Two species of nematode worms are associated with hookworm infection. Both species are found in the Americas, Africa, and Asia. Necator americanus is found predominantly in the United States and Australia. Another species, Ancylostoma doudenale, is found in southern Europe, North Africa, the Middle East, and Asia.
The eggs of these species develop into larvae in soil contaminated by dog or cat feces. These larvae can penetrate the skin. After traveling through the venous circulation, they reach the lungs. When they are coughed up, they are then swallowed and can enter the intestine and develop into mature adults. At this stage, they attach to the wall of the intestine, where they feed on blood and can potentially cause anemia. Signs and symptoms include cough, an itchy rash, loss of appetite, abdominal pain, and diarrhea. In children, hookworms can affect physical and cognitive growth.

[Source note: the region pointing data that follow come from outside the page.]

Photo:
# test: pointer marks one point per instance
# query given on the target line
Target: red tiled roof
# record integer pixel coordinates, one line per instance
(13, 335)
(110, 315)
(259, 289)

Some hookworm species, such as Ancylostoma braziliense that is commonly found in animals such as cats and dogs, can penetrate human skin and migrate, causing cutaneous larva migrans, a skin disease caused by the larvae of hookworms. As they move across the skin, in the subcutaneous tissue, pruritic tracks appear.
The infection is diagnosed using microscopic examination of the stool, allowing for observation of eggs in the feces. Medications such as albendazole, mebendazole, and pyrantel pamoate are used as needed to treat systemic infection. In addition to systemic medication for symptoms associated with cutaneous larva migrans, topical thiabendazole is applied to the affected areas.